The desired output is something similar to the following, by aligning to the '=':

Any ideas how to achieve the desired output?

Answer 1

I'd suggest not being too concerned about the vertical placement of the split equation numbering, and just set them in line with the last segment:

\documentclass{article}

\usepackage{amsmath,mathrsfs}

\begin{document}

\begin{subequations}
  \begin{align}
    B_{1(t)}  &= -L_{x_{1(t)0}} - S_{u1(t)0}^{-1} \bigl( L_{s_{u1(t)0}} - Y_{u1(t)0} \, L_{\lambda_{u1(t)0}} \bigr) \nonumber \\
              &\hphantom{{}= -L_{x_{1(t)0}}} - S_{l1(t)0}^{-1} \bigl( L_{s_{l1(t)0}} + Y_{l1(t)0} \, L_{\lambda_{l1(t)0}} \bigr), B_{1(t)} \in \mathscr{R}^p ; \\
    B_{2(t)}  &= -L_{x_{2(t)0}} - S_{u2(t)0}^{-1} \bigl( L_{s_{u2(t)0}} - Y_{u2(t)0} \, L_{\lambda_{u2(t)0}} \bigr) \nonumber \\
              &\hphantom{{}= -L_{x_{2(t)0}}} - S_{l2(t)0}^{-1} \bigl( L_{s_{l2(t)0}} + Y_{l2(t)0} \, L_{\lambda_{l2(t)0}} \bigr), B_{2(t)} \in \mathscr{R}^q ; \\
    A_{(n,t)} &= A_{(t,n)}^T = \bigl[ \, M_t \, | \, 0 \, \bigr]_{p \times (p+q+3n)}, A_{(n,t)} \in \mathscr{R}^{p \times (p+q+3n)}; \\
    A_{(n,n)} &= Y_{n0}^{-1} \, S_{n0} \, I, A_{(n,n)} \in \mathscr{R}^{p \times p}; \\
    b_n       &= L_{\lambda_{n0}} - Y_{n0}^{-1} L_{s_{n0}}, b_n \in \mathscr{R}^p;
  \end{align}
\end{subequations}

\end{document}

I've used align which is typically used only with one alignment along the relation.

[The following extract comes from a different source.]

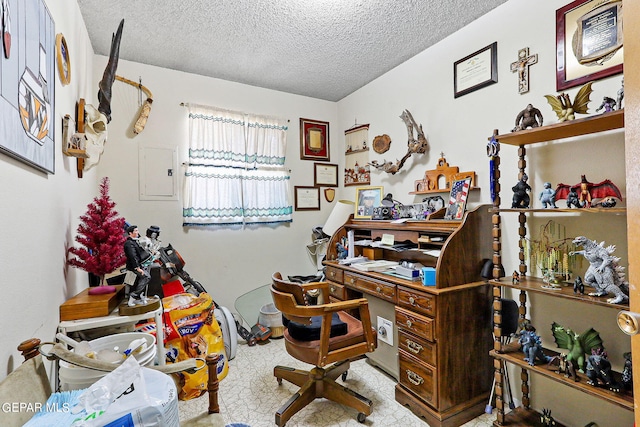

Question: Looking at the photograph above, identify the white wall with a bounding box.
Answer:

In order to achieve the second alignment for the split equations, we insert an \hphantom.

The above solution does align the left-hand side of the align to the right, which differs from your example/expected output. However, this seems more standard. That could be changed though.